A recent report by West Monroe, which surveyed 100 senior global executives in early 2017, found that cybersecurity continues to be a major issue in relation to M&As, both in due diligence and after the deal closes. The report goes on to say that cybersecurity was the number two reason software M&A deals were abandoned, and the second most-common reason buyers regretted a deal.
So, it could be safe to say, that the strength of a company’s financials is just as important as their cybersecurity. Below are a few considerations for any company navigating an acquisition:
Securing the Deal
- Seek companies that have cybersecurity at the executive level: An early sign of a company with strong cybersecurity practices is one that has prominent security leadership within its executive team and at the board level. Look for alignment of security leadership and company goals.
- Bring in the security team early and often: Many companies wait until the end of the deal making process to check out the company’s security posture. Create a vetting process that evaluates the company’s cybersecurity just as it would the financials as early as possible. This helps save everyone valuable time and energy.

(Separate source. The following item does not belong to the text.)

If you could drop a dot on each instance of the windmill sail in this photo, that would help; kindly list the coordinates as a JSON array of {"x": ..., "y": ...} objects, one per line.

- Conduct a thorough audit: Gain a complete understanding of the company’s security posture through a proper audit. Review past reported attacks, breaches and the size of the attack surface. Compare security policies, technologies and procedures and look for ways to close gaps that exist.

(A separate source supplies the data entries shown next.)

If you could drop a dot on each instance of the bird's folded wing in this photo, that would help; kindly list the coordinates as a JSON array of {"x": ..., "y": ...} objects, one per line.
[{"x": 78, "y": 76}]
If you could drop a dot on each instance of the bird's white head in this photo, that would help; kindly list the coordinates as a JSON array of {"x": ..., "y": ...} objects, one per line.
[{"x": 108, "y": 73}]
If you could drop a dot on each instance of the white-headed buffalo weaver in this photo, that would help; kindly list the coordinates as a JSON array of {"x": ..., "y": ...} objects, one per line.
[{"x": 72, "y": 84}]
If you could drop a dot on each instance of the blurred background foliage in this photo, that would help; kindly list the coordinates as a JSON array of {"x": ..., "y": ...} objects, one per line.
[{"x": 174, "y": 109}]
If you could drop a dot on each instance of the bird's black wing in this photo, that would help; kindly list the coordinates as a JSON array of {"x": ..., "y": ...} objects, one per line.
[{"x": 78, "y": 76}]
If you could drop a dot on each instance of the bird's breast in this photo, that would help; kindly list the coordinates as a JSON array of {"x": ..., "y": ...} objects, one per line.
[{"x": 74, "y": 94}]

- Evaluate the impact of regulations and risks and the company’s compliance to required regulations: Ensure the company is following current regulatory guidelines and determine whether any new state laws will impact the company’s business and handling of information. For example, how has the company implemented policies and controls to meet the requirements of the European Union General Data Protection Regulation (GDPR)?
- Determine how IT systems and data will be consolidated and protected: As you move further into the deal making process, discuss how critical IT systems and data will be merged, consolidated and protected. Evaluate the resilience of IT and the ability to recover after a disruption, such as a natural disaster, ransomware or other attacks to the business.

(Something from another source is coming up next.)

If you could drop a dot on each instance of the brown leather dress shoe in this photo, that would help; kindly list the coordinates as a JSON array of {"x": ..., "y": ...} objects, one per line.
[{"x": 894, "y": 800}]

- Check for security posture and composition of the company’s software: Every business today is a “software business” in that software plays a significant role in how companies commercialize their value to customers. For businesses acquiring software or website assets, leverage AI to speed up and test for the discovery of software vulnerabilities and take steps to remediate them as quickly as possible. This is the most common reason for a data breach. The other area is getting visibility into the composition of the software. What open source or third-party libraries are being used that could introduce vulnerabilities or intellectual property and licensing risks? These items can have a material impact on the viability of a deal and certainly the value of a transaction. Therefore, it is critical to use an Application Security solution that can provide software composition analysis (SCA) insight.
- Look on the inside: Check how internal security is handled for the company’s own employees. Determine if they employ and encourage safe security practices. Do they have documented security policies and offer training and best practices for secure data management, as well as their own security?
- Consider the impact to the workforce – Will some employees be laid off as part of the acquisition? Ensure that you have a plan in place to communicate security policies if some employees will be let go as part of the acquisition, so they do not become a risk to the business down the road.
There’s no doubt a merger or acquisition can be highly beneficial for both parties involved. But with our reliance on technology and the uphill battle we face with cyberattacks today, security must become equally important to evaluating the strength of a company’s financials during the deal making process.